Il comma 3 sostituisce il comma 3-bis del citato art. 5 della precedente legge n. 21/2010, stabilendo che «L'altezza massima della nuova edificazione puo' essere derogata fino all'utilizzo della volumetria realizzabile. I consigli comunali, nel termine di sessanta giorni decorrenti dall'entrata in vigore della presente legge, possono stabilire, con provvedimento motivato, i limiti di altezza della nuova edificazione sempreche' siano compatibili con la realizzazione dell'aumento di volumetria consentiti dalla presente legge. I provvedimenti adottati dai consigli comunali oltre il termine di sessanta giorni decorrenti dall'entrata in vigore della presente legge sono inefficaci». La precedente versione della norma prevedeva che l'altezza massima degli edifici di nuova edificazione potesse essere derogata di un piano rispetto ai limiti imposti dalle norme tecniche di attuazione per le costruzioni legittime, e di un piano rispetto alla preesistenza per gli edifici condonati.

Anche per questa norma valgono i profili di illegittimita' costituzionale sopra fatti valere con riferimento all'art. 2 della nuova legge regionale.

Si tratta infatti di consentire interventi di modifica fisica in aumento e in elevazione di edifici nella fase di loro ricostruzione dopo la demolizione, nonche' di loro riposizionamento, in deroga agli strumenti di pianificazione comunale vigenti, e soprattutto al di fuori di ogni criterio di pianificazione paesaggistica da concordare necessariamente ed inderogabilmente con lo Stato.

Senza dover ripetere quanto eccepito nel censurare la legittimita' costituzionale dell'art. 2 della stessa legge - trattandosi di motivazioni, di carattere generale che si attagliano a tutta la manovra edilizia qui adottata dalla Regione Calabria - non c'e' dubbio sul fatto che non possa consentirsi al legislatore regionale di emanare unilateralmente disposizioni che incidono (mutando in aumento la conformazione fisica dei fabbricati ed anche la loro collocazione quando ricostruiti) sul paesaggio.

La disciplina del paesaggio, la sua tutela, la fissazione di limiti, vincoli, prescrizioni e criteri spetta allo Stato, e deve essere trovare sede nel piano paesaggistico elaborato d'intesa fra Stato e regione ai sensi degli articoli 135, 143 e 145 del codice di settore.

Va anche qui ribadito che la legge statale attua un sistema organico di tutela paesaggistica, prevedendo un regime autorizzatorio e soprattutto prevedendo l'individuazione delle tipologie di trasformazione compatibili con il territorio e fissandone le condizioni.
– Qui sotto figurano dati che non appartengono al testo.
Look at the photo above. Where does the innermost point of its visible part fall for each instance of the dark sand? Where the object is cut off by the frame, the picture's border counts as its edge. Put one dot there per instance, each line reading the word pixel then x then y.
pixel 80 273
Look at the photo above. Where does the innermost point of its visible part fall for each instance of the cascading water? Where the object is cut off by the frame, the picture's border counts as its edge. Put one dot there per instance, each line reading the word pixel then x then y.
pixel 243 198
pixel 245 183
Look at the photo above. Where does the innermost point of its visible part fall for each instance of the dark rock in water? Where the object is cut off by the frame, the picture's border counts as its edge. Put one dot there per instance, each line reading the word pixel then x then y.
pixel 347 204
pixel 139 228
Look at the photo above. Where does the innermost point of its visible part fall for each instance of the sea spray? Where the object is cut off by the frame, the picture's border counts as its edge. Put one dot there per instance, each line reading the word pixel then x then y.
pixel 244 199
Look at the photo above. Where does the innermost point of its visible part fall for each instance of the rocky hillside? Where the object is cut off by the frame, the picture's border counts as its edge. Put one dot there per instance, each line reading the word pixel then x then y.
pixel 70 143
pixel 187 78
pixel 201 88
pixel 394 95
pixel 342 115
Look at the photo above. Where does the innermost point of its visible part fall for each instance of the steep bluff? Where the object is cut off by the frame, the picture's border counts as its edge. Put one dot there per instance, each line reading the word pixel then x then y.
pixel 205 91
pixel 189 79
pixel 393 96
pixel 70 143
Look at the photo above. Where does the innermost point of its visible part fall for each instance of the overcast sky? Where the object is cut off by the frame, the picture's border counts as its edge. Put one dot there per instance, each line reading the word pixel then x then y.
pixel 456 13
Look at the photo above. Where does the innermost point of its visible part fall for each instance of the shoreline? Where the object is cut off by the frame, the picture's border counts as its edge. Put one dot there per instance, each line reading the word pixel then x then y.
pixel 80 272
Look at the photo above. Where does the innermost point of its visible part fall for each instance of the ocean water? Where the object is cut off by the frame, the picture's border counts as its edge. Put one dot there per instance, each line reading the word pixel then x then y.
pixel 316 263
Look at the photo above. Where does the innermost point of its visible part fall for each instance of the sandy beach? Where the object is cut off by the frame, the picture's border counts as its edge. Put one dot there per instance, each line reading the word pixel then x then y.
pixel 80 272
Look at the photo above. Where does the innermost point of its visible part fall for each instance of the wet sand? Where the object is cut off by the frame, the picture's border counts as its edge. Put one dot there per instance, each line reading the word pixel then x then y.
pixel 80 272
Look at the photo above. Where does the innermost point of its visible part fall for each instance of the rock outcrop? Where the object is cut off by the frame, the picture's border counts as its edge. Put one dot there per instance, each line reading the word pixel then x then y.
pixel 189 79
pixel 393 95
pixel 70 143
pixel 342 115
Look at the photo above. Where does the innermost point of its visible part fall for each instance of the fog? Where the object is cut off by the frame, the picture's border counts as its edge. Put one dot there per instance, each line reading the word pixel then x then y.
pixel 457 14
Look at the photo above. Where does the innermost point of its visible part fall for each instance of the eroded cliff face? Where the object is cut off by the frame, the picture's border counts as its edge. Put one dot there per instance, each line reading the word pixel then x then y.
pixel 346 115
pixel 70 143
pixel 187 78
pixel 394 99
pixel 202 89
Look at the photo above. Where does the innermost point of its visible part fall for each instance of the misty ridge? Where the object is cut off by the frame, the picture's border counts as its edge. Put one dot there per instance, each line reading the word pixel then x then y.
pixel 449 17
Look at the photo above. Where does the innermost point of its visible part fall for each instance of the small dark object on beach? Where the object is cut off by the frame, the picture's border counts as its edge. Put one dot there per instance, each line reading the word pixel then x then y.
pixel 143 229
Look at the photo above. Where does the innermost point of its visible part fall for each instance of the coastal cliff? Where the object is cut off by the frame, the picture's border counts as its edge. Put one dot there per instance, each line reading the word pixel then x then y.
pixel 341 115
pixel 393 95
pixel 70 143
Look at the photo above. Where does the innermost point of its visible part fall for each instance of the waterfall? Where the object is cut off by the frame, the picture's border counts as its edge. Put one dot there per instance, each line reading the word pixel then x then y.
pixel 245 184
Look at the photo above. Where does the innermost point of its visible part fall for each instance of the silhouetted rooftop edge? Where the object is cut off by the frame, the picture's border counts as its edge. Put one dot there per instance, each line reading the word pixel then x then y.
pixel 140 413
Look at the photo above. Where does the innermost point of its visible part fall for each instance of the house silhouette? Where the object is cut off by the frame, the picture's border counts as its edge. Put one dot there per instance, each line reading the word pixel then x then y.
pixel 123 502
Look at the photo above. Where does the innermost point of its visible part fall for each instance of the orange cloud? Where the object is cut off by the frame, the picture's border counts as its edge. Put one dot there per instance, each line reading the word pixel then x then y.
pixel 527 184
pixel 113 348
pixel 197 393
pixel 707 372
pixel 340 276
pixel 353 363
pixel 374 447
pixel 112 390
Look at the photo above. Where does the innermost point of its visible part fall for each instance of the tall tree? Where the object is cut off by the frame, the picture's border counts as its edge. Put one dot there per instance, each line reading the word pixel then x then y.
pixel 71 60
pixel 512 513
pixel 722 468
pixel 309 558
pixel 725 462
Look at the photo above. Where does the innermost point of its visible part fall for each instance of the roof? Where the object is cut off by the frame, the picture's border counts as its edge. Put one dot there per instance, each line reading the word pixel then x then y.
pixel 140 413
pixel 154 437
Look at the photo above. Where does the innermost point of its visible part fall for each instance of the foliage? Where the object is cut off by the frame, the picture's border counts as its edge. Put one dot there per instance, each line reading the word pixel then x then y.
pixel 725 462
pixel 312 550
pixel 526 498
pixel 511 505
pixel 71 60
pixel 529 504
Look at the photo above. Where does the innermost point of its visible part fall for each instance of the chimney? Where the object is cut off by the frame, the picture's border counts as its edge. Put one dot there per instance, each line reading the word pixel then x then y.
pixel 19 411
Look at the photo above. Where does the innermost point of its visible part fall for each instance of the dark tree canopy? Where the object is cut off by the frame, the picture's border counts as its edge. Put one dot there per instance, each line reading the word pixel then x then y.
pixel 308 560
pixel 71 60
Per le stesse ragioni dedotte nei confronti dell'art. 2 della legge regionale qui censurata, anche le norme dell'art. 3 sopra descritte violano la competenza legislativa esclusiva dello Stato garantita dalla lettera s) del comma 2 dell'art. 117 della Costituzione, ponendosi in contrasto con il parametro legislativo interposto mediante il quale lo Stato quella competenza esercita; esse violano altresi' il principio di leale collaborazione tra Stato e regione laddove danno vita ad un intervento autonomo regionale al posto della pianificazione concertata e condivisa, prescindendo da questa e superandola, peraltro smentendo l'impegno assunto nei confronti dello Stato al percorso di collaborazione; esse infine violano l'art. 9 della Costituzione vanificando il potere dello Stato nella tutela dell'ambiente, rispetto al quale il paesaggio assume valore primario ed assoluto (Corte costituzionale n. 367/2007).

3. Illegittimita' costituzionale dell'art. 4, commi 1 e 2, lettera b) della legge regionale 2 luglio 2020, n. 10, per violazione dell'art. 9 e dell'art. 117, secondo comma, lettera s) della Costituzione in relazione agli articoli 135, 143 e 145 del decreto legislativo 22 gennaio 2004, n. 42, nonche' per violazione del principio di leale collaborazione tra Stato e regioni.

La norma in rubrica, al comma 1 sposta in avanti di un anno la data di realizzazione dell'immobile suscettibile di essere oggetto degli interventi consentiti dalla legge regionale: questi interventi infatti prima potevano riguardare gli edifici esistenti alla data del 31 dicembre 2018, ed ora possono riguardare quelli esistenti al 31 dicembre 2019.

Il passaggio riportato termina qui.